New Illinois Law to Curb Underage Drinking, Charge Adults - News and Weather For The Quad Cities -

New Illinois Law to Curb Underage Drinking, Charge Adults


ILLINOIS - A new "Social Host Law" goes into effect New Year's Day which will hope to combat underage drinking.

On midnight January 1, 2013, the new legislation closes a loophole of legal accountability on those who knowingly allow alcohol consumption by minors.

Violators of the social host law will be guilty of a Class A misdemeanor and subject to a fine of not less than $500 when they knowingly authorize or permit underage drinking in their home. If this activity results in great bodily harm or death to any person, the individual is subject to a Class 4 felony.

However, a person will not be in violation if he or she has taken all reasonable steps to prevent this activity from occurring. Also, no charges will be filed if assistance is requested from law enforcement after discovery of the illegal activity.

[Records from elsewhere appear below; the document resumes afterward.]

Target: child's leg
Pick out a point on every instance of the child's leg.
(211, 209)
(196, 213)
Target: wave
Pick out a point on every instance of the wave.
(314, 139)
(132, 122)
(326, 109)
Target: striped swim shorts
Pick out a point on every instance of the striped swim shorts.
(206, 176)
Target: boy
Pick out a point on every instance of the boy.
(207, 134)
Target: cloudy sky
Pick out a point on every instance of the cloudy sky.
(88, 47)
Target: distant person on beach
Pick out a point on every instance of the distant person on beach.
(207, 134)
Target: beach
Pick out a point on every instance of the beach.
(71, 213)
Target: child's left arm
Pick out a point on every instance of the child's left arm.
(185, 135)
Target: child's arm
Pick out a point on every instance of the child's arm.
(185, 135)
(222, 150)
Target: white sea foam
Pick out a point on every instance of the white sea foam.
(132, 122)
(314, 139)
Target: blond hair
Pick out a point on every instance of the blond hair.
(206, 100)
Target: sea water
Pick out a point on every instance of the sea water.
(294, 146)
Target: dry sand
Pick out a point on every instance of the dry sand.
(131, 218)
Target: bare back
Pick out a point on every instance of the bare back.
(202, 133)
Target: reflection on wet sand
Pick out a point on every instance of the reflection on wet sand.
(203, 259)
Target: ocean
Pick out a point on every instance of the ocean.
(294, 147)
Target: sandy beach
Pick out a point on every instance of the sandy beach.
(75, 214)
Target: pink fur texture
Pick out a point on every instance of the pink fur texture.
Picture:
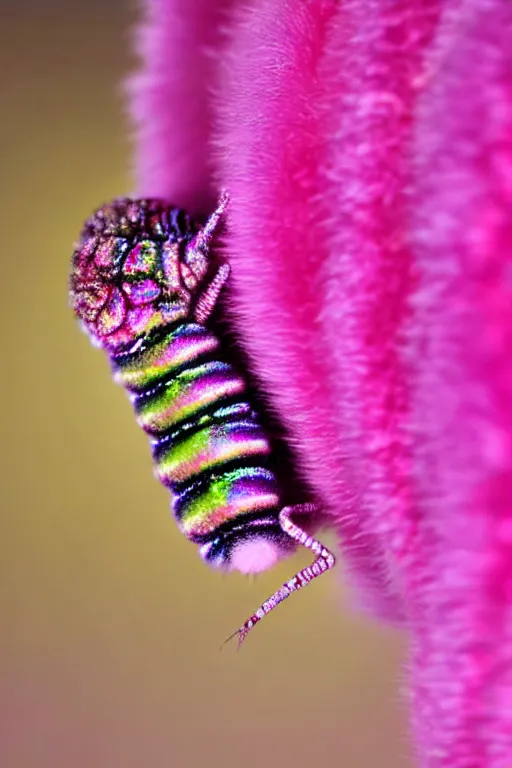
(367, 147)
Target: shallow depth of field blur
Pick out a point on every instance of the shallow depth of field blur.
(111, 624)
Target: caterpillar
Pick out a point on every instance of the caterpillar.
(144, 285)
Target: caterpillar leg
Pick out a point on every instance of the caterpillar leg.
(201, 242)
(324, 561)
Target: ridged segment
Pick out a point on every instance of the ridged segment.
(187, 394)
(178, 347)
(210, 448)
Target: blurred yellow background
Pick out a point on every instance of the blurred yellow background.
(111, 624)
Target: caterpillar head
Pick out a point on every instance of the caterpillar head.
(138, 265)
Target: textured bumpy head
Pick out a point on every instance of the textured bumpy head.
(137, 266)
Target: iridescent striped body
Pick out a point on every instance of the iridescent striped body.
(145, 286)
(209, 447)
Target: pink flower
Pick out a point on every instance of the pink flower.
(367, 147)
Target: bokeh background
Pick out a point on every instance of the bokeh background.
(110, 623)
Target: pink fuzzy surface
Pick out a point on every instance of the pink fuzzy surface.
(367, 148)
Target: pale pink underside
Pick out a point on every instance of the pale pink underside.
(367, 147)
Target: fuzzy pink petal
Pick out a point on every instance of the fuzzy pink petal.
(170, 100)
(460, 588)
(370, 71)
(269, 153)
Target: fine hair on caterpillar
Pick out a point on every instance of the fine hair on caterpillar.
(145, 285)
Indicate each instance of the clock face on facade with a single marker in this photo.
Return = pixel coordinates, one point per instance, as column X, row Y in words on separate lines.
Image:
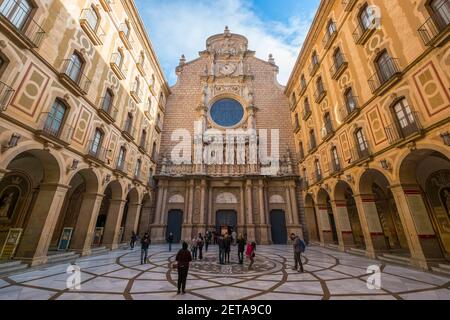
column 228, row 69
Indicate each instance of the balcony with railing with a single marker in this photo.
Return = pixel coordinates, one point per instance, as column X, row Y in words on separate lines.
column 362, row 33
column 136, row 93
column 74, row 79
column 18, row 24
column 360, row 154
column 435, row 31
column 350, row 110
column 52, row 130
column 108, row 111
column 6, row 94
column 320, row 94
column 328, row 39
column 125, row 35
column 404, row 129
column 128, row 131
column 90, row 23
column 388, row 73
column 118, row 66
column 340, row 64
column 348, row 5
column 95, row 152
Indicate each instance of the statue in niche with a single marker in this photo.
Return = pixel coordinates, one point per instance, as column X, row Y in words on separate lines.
column 8, row 201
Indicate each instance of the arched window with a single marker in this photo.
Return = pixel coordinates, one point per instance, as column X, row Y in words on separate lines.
column 361, row 141
column 74, row 67
column 404, row 117
column 55, row 118
column 350, row 100
column 122, row 157
column 93, row 18
column 17, row 12
column 97, row 142
column 366, row 18
column 108, row 100
column 440, row 12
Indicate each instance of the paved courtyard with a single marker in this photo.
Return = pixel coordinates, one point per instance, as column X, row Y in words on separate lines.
column 328, row 275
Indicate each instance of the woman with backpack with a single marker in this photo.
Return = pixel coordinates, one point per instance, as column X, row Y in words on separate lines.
column 251, row 248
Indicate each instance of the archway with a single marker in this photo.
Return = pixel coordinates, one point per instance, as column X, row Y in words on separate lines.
column 326, row 216
column 381, row 212
column 313, row 232
column 279, row 229
column 426, row 175
column 106, row 227
column 73, row 229
column 30, row 203
column 347, row 212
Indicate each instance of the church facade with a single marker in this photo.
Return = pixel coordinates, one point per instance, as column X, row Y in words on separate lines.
column 227, row 100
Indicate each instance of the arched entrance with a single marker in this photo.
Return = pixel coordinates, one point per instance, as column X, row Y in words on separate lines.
column 30, row 203
column 381, row 212
column 326, row 217
column 175, row 224
column 426, row 176
column 313, row 233
column 279, row 229
column 226, row 221
column 347, row 212
column 74, row 224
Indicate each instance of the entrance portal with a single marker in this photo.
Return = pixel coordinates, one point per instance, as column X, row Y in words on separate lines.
column 279, row 230
column 175, row 224
column 226, row 221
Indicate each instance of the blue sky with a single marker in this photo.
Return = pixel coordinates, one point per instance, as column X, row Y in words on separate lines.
column 182, row 26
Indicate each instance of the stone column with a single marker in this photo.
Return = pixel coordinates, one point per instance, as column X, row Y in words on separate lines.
column 264, row 227
column 84, row 230
column 370, row 224
column 343, row 226
column 134, row 212
column 251, row 234
column 41, row 224
column 113, row 224
column 420, row 235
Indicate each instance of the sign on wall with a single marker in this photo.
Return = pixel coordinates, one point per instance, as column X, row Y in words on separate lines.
column 11, row 243
column 64, row 241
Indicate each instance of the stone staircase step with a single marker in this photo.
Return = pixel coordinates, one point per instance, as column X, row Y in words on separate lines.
column 11, row 267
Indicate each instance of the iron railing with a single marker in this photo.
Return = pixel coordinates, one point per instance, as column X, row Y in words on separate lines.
column 386, row 72
column 20, row 19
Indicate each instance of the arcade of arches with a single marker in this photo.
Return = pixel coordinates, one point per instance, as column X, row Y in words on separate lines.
column 51, row 215
column 407, row 214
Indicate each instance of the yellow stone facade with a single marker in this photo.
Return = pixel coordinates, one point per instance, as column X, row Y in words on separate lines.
column 82, row 105
column 370, row 106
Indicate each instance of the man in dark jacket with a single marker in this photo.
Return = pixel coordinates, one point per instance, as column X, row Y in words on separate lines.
column 241, row 248
column 183, row 259
column 145, row 243
column 299, row 248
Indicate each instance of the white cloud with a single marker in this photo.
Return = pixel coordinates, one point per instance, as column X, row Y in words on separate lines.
column 182, row 27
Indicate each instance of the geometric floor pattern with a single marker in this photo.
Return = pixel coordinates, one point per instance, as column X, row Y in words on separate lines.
column 328, row 275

"By protecting our youth, we protect our future," Illinois Governor Pat Quinn, who signed Public Act 97-1049 into law on August 22, 2012, said. "Adults know it is unacceptable to allow underage drinking in their home. By putting a social host law on the books, we are sending a strong message to all adults that they will be held responsible when allowing this harmful activity."

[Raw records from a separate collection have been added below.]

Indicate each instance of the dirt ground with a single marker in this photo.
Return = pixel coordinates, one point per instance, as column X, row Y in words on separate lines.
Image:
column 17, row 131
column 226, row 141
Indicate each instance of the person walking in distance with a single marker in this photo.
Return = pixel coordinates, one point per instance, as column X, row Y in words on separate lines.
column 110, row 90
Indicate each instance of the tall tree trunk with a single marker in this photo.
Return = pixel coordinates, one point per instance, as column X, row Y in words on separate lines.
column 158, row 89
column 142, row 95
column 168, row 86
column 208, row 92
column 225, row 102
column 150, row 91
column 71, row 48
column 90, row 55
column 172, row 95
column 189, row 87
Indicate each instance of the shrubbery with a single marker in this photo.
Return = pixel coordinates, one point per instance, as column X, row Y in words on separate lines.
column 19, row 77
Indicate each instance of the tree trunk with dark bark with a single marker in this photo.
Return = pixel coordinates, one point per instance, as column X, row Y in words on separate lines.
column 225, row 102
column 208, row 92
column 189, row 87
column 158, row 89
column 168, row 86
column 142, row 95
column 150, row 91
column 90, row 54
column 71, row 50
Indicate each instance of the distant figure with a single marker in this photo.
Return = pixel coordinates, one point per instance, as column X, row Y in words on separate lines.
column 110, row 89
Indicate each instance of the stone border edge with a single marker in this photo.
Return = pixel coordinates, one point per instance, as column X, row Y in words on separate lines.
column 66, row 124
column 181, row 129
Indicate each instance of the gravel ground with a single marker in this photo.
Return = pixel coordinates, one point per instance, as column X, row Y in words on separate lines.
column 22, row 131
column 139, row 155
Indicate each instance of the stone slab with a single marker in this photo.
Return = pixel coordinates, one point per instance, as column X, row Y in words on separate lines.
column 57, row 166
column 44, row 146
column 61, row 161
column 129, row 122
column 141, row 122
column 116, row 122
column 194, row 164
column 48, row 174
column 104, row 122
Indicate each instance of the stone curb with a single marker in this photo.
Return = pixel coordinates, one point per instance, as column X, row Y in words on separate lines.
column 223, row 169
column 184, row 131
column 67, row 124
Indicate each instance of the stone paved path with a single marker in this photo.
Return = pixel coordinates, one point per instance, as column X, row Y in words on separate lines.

The fact the law goes into effect New Year's night is of no insignificance to those associated with its passing.

"Statistics show that friends and family remain the primary source of alcohol for underage drinking," Illinois Liquor Control Commission Executive Director Gloria L. Materre said. "Just as our liquor licensees are punished when selling to minors all adults will now be subject to penalties should they provide alcohol to minors."